Science fiction and horror were a much stronger influence on me than fantasy as a child. I read books by Alfred Bester, Issac Asimov and Ray Bradbury before I ever picked up The Hobbit. The EC Comics reprints of Vault of Horror, Tales from the Crypt and Weird Science thrilled me as a youngster.
My first forays into tabletop RPGs mixed science fiction, horror and folklore to create new cities and planets each time I ran a game. I never ran anything based on an “official setting” until the D&D Starter Box for 5E. I was fortunate to have players who enjoyed many of the same things I did for so long.
But mixing genres isn’t always popular in tabletop gaming, which strikes me as a bit odd. Weird mental powers, gruff fighters and deadly magic were mixed together in varying amounts in many of the stories that shaped D&D.

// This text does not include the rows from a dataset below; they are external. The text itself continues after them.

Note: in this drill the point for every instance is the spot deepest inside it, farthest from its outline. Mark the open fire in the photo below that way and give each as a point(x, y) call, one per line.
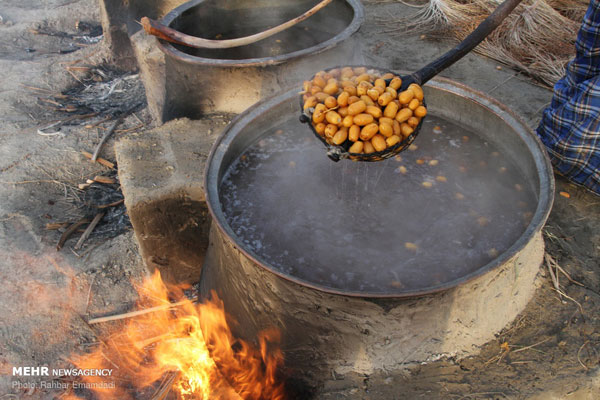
point(184, 349)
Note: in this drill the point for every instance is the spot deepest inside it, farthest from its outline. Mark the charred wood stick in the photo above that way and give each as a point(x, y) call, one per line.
point(113, 204)
point(104, 179)
point(70, 230)
point(89, 230)
point(41, 131)
point(138, 312)
point(164, 32)
point(99, 160)
point(52, 226)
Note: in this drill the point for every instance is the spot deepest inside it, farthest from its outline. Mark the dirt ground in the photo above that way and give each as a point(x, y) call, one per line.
point(551, 351)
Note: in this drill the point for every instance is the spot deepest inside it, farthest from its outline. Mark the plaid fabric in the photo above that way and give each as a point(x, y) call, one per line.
point(570, 126)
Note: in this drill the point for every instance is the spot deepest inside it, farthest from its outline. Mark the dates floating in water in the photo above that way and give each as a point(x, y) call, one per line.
point(371, 113)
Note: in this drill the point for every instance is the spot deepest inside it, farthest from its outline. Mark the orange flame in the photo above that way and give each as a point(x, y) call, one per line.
point(188, 349)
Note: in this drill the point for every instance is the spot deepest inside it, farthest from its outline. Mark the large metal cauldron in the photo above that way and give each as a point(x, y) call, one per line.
point(200, 81)
point(324, 329)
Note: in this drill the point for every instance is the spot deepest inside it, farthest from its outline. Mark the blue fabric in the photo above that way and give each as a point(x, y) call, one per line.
point(570, 126)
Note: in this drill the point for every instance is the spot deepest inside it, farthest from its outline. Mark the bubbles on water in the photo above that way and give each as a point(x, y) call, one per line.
point(377, 227)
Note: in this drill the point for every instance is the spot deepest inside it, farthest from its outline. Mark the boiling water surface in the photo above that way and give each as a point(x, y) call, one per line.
point(438, 211)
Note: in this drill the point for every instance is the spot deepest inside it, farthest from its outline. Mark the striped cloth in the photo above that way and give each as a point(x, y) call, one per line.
point(570, 126)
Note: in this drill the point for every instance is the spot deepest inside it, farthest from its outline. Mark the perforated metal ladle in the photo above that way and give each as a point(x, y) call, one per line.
point(419, 77)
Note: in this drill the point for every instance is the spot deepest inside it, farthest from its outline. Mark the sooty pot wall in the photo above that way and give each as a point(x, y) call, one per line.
point(324, 329)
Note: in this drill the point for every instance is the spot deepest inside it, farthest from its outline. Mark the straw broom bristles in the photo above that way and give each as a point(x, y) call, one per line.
point(537, 38)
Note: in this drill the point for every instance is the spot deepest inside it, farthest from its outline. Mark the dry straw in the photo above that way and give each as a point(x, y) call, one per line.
point(537, 38)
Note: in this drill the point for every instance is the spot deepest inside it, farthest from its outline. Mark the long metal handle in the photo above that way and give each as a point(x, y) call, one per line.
point(469, 43)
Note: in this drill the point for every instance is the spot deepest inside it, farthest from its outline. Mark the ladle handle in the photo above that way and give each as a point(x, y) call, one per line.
point(469, 43)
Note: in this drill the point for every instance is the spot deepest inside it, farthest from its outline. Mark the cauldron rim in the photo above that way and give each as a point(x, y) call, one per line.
point(535, 146)
point(171, 51)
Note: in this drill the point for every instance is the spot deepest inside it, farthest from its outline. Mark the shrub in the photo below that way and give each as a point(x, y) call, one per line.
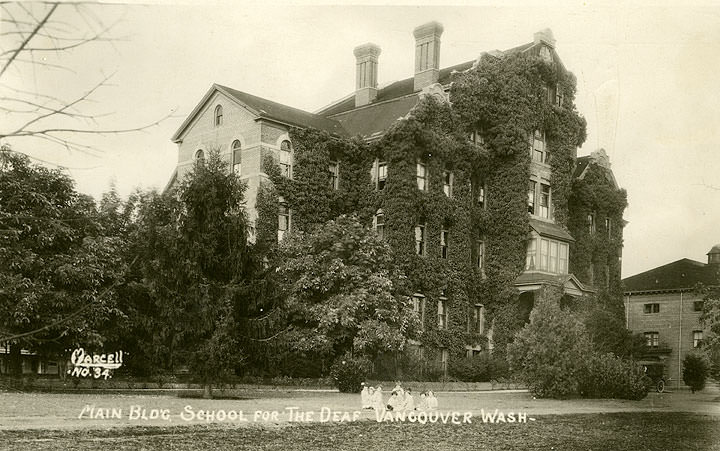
point(548, 354)
point(608, 376)
point(349, 372)
point(695, 371)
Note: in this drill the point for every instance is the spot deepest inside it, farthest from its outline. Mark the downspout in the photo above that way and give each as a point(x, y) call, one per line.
point(680, 343)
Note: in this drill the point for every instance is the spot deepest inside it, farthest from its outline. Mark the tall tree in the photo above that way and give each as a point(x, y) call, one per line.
point(195, 266)
point(341, 293)
point(58, 268)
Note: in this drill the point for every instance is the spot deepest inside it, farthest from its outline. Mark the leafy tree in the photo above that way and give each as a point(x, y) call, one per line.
point(710, 318)
point(58, 268)
point(695, 371)
point(609, 334)
point(195, 262)
point(548, 352)
point(340, 292)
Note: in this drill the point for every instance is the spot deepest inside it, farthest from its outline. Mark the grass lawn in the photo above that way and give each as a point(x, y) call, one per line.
point(608, 431)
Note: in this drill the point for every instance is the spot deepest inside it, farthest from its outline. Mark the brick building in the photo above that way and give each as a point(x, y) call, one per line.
point(245, 128)
point(662, 304)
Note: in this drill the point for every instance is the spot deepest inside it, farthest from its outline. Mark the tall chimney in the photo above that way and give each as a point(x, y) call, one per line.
point(366, 56)
point(714, 255)
point(545, 35)
point(427, 54)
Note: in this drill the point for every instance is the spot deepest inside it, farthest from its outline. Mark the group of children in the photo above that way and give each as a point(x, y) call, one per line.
point(400, 399)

The Dying Earth stories by Jack Vance, the namesake of Vancian magic, mixed technology and magic enough to make distinctions almost pointless. Even the formulas for spells used in those stories were implied to have ties to lost science. And as Arthur C. Clarke told us, any sufficiently advanced technology is indistinguishable from magic.
Some old modules have crashed spaceships on otherwise fantasy worlds. RIFTS famously has everything and the kitchen sink. Spelljammer put galleons in space. So why is the idea of mixing genres in RPGs not the default state?
I’ve heard many explanations over the years. Some point out concerns about learning a new set of rules. Others worry about unintended consequences after adding unfamiliar abilities in an established game. These same issues can be found with a spell system, so those cannot be the only reasons.
There are arguments that mixing magic and psionics violates suspension of disbelief. Meanwhile, magicians, mutants and mentalists have shared the pages of comic books for decades. The Marvel movies have tech geniuses drinking beer with gods who are actually space aliens after fighting off an interstellar invasion. So that can only explain some, but not all, of the concerns.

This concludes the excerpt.